“If you think, have a kindly thought, If you speak, speak generously, Of those who as heroes fought And died to keep you free”
Set up by the Black Country Society. Our aim is to highlight local men who died in the Great War and how they have been commemorated on war memorials. Its scope covers the whole of the present Dudley Municipal Borough and therefore includes the places which have come within its bounds since 1914.
There are over fifty memorials and the number of names exceeds three thousand. Research on the names has been extensive but inevitably errors and omissions occur. We would like to hear about them concentrated on life and work before 1914, involvement in military campaigns and where each man is buried or commemorated.
Edward Parkes was born in Blackheath but in 1914 he was living at New Tredegar, South Wales. He enlisted in the Staffords and went to the 2nd Battalion which was closely involved in the 1916 Battle of the Somme and in the 1917 Battles of Ypres and Cambrai.

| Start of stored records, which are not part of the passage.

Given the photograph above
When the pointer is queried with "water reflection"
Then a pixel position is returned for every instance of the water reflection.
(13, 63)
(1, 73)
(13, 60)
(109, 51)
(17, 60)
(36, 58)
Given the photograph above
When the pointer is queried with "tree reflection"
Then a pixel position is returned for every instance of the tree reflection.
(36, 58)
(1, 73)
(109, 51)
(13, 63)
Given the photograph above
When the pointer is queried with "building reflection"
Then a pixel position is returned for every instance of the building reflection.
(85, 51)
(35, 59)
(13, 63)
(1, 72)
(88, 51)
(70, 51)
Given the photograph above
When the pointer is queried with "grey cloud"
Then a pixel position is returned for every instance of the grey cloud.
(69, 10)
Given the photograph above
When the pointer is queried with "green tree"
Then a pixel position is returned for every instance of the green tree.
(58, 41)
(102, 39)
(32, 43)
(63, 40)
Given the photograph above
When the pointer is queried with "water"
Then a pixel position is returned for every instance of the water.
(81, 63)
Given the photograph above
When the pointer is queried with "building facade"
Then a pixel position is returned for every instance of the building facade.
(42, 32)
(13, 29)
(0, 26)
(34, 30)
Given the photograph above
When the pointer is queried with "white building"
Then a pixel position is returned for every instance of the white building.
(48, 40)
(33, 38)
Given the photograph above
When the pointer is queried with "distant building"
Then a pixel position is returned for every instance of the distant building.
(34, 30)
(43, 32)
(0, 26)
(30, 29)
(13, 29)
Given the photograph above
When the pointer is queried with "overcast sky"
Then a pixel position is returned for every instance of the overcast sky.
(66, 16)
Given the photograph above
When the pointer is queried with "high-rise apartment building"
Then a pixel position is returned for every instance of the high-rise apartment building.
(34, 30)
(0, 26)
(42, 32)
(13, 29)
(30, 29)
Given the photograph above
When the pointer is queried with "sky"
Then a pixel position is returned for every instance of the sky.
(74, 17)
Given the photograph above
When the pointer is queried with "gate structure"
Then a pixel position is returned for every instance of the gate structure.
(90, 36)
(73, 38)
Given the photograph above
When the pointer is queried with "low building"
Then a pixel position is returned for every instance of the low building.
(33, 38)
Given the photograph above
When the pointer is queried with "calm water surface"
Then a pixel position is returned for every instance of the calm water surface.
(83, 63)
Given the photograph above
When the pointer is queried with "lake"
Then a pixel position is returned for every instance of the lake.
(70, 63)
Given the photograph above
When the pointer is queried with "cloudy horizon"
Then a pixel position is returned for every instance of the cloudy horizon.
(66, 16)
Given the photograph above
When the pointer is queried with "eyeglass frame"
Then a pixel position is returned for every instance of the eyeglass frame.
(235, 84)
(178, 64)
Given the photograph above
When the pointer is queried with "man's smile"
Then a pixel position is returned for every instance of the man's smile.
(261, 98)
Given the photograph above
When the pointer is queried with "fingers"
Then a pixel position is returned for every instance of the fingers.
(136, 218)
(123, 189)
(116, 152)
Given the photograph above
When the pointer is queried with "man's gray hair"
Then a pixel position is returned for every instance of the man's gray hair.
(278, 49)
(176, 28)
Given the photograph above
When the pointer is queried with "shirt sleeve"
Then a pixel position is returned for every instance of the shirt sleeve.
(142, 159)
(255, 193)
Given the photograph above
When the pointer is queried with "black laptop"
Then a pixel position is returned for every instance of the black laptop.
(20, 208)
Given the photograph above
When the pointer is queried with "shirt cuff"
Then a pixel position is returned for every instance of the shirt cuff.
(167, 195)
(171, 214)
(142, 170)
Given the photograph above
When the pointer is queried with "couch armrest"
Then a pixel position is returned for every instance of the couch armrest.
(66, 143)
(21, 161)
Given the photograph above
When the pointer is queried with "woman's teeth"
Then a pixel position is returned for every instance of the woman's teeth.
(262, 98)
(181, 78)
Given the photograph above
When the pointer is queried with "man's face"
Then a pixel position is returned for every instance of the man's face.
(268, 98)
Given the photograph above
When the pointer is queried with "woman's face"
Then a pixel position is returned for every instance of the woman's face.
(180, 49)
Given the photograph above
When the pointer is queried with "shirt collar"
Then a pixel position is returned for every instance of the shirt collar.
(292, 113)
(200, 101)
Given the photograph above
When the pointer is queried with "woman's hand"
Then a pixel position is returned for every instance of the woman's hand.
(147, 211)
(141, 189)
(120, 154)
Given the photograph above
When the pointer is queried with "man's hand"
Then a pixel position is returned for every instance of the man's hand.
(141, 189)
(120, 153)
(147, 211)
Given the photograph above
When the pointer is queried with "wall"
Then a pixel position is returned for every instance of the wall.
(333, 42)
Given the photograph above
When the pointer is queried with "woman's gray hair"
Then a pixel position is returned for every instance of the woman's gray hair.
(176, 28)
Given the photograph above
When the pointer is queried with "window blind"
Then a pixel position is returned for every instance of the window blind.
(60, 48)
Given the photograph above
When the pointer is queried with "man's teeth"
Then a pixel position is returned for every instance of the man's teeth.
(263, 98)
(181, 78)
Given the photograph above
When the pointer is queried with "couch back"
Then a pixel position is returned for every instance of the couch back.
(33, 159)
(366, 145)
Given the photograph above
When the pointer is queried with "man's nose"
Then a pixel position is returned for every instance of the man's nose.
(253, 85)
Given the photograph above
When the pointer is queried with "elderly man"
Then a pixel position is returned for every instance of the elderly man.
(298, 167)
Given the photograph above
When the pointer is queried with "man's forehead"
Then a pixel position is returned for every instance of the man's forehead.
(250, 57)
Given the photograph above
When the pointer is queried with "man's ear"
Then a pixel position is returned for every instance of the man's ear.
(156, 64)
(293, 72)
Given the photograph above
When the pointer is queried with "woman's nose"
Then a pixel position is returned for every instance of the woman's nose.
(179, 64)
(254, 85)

In early 1918 the Staffords remained in the front line, facing the Hindenburg Line near Cambrai and expecting the first of the German Spring offensives. Trench warfare was particularly difficult in February with regular and very heavy shelling and it is probable that this was responsible for serious injuries to Private Edward Parkes. He died of wounds on the 28th February and is buried in Ruyaulcourt Cemetery (J 3) near Havrincourt Wood and commemorated on the Blackheath and Halesowen Memorials.